VECTOR: bustype=VME module=cdsio ipl=5 ctlr=0 adapter=0 iospace=(A24S,0xF00000,0x10000) probe_space=(A24S,0xF0FFFF,1)

This example specifies a VME device (bustype=VME) on bus 0 (adapter=0). The device resides in the A24 address space in supervisory mode (iospace=(A24S...)). Its first VME bus address is 0xF0 0000 and it covers a span of 0x01 0000 (64K) addresses--in other words, 0xF0 0000 through 0xF0 FFFF.

For third-party VME devices, look for a VECTOR line supplied by the manufacturer, usually stored in some file in /var/sysgen/system.


Opening a Device Special File

When you know the device addresses, you can open a device special file that represents the correct range of addresses. The device special files for VME mapping are found in /dev/vme.

The naming convention for these files is documented in the usrvme(7) reference page. Briefly, each file is named vmeBaSM, where

B is one or two digits for the bus number, for example 0 or 53
S is two digits for the address space, 16, 24, or 32
M is the modifier, either s for supervisory or n for nonprivileged

The device special file for the device described by the example VECTOR line in the preceding section would be /dev/vme/vme0a24s.

In order to map a device on a particular bus and address space, you must open the corresponding file in /dev/vme.


Using the mmap() Function

When you have successfully opened the device special file, you use the file descriptor as the primary input parameter in a call to the mmap() system function.

This function is documented for all its many uses in the mmap(2) reference page. For purposes of mapping a VME device into memory, the parameters should be as follows (using the names from the reference page):

addr Should be NULL to permit the kernel to choose an address in user process space.
len The length of the span of VME addresses, as documented in the iospace group in the VECTOR line.
prot PROT_READ for input, PROT_WRITE for output, or the logical sum of those names when the device will be used for both input and output.
flags MAP_SHARED, with the addition of MAP_PRIVATE if this mapping is not to be visible to child processes created with the sproc() function (see the sproc(2) reference page).
fd The file descriptor returned from opening the device special file in /dev/vme.
off The starting VME bus address, as documented in the iospace group in the VECTOR line.

The value returned by mmap() is the virtual address that corresponds to the starting VME bus address. When the process accesses that address, the access is implemented by data transfer to the VME bus.


Map Size Limits

There are limits to the amount and location of VME bus address space that can be mapped for PIO. The system architecture can restrict the span of mappable addresses, and kernel resource constraints can impose limits.

In all systems that support the VME bus it is possible to map all of A16 space.

In a Silicon Graphics Crimson system, the upper 8 MB of A24 space, from 0x80 0000 to 0xFF FFFF can be mapped. Only a fixed part of the A32 space can be mapped.
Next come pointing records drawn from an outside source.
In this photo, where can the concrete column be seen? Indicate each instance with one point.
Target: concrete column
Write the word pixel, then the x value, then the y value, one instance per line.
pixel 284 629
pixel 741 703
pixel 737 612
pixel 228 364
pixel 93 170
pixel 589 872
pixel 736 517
A total of 256 MB of addresses is divided between the supervisor and nonprivileged A32 spaces on one or two VME buses. For details of the VME bus addresses, see "Crimson Mapping of A32 Space". VME devices that respond to addresses in the ranges shown in that section can be mapped for PIO.

In the Silicon Graphics Challenge and Onyx systems, all of A24 and A32 space can be used for PIO mappings, but there is a limit on the size of each map. Each bus mapping uses a hardware register that can span as much as 8 MB of contiguous VME bus addresses--so a single mmap() call can map at most 8 MB. There are as many as 12 mapping registers for each bus, so by making successive mmap() calls for adjacent 8 MB blocks of VME space you can map up to 96 MB of VME space into user process space from a single bus.